Just about everyday, marine dealers are approached by media sales representatives offering some type of special advertising package. And with the enormous expansion in the communications industry in recent years, the choices available to distribute advertising messages have increased dramatically. Nowadays, advertising on Web sites, search engines, e-newsletters or even podcasts are a consideration.
It can be very challenging to make strategic media buying decisions to best utilize an advertising budget. But with proper planning and a little research, a sound media campaign can be put together. Consumers now have many sources of information, so an integrated approach, which incorporates the benefits of different media vehicles, is often best.
As Dorothy was told in the Wizard of Oz, it’s always best to start at the beginning. In this case, the beginning would be to determine the communications objectives and what exactly needs to be accomplished with the advertising budget
For instance, if a marine dealer is focusing on a huge in-store promotion, the objective may be to increase traffic during an exact time period, such as special financing for a limited time. In another instance, the goal could be to increase sales of a select boat model. Maybe the goal is as simple as driving more people to a dealer’s Web site.

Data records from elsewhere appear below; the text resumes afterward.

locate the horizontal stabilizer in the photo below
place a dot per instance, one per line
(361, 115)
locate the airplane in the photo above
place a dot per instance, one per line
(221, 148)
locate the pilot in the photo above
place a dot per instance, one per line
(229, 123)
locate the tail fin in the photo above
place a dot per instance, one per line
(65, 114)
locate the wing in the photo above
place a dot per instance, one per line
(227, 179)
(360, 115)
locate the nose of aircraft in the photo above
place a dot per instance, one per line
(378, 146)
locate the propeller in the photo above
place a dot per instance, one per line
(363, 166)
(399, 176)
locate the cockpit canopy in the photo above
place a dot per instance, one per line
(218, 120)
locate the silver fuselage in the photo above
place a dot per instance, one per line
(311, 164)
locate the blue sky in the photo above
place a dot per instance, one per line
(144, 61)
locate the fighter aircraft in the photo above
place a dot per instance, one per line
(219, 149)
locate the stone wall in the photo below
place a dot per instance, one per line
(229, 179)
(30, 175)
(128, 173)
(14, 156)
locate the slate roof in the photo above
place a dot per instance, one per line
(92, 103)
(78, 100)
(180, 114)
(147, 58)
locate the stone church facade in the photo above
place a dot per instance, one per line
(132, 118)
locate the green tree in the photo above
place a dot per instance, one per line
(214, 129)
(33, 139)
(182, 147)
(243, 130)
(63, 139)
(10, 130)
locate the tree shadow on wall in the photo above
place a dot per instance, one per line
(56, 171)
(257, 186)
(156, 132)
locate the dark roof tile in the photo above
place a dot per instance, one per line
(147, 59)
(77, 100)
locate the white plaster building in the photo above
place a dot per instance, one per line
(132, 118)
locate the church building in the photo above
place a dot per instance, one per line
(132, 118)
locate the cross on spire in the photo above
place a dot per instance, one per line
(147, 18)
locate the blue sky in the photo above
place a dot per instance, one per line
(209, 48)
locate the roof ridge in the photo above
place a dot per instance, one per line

Once the objectives are established, carefully crafted messages aimed at the target audience can be developed to help achieve those objectives. How do you deliver those messages to the audience? That’s where it becomes important to follow a process to select media vehicles that best meet the objectives in the most cost efficient manner.
Here are some steps that can be taken to make media buying decisions:
1) Evaluate the advertising budget. This will help determine the affordability of certain types of media, the number of media types that can be used, as well as frequency of message and production costs.
2) Determine the target audience. By knowing such things as age, gender, household income and trade area, a media outlet can be selected to fit each situation. For instance, a dealer trying to reach an affluent, middle age, primarily male audience in a relatively small geographic area, may select a news talk radio station as one of the primary media vehicles for the campaign. But before making such a selection, other steps in the decision-making process should also be considered.
3) Take geographic reach into account. Match the coverage of the media outlet to a specific trade area. While localized coverage may put dealers in touch with their immediate customer base, it may not provide the opportunity to reach potential new customers. The reverse can also be true. A media vehicle with wide geographical reach may not be cost efficient since the dealer could be paying for an audience that extends beyond the primary trade area.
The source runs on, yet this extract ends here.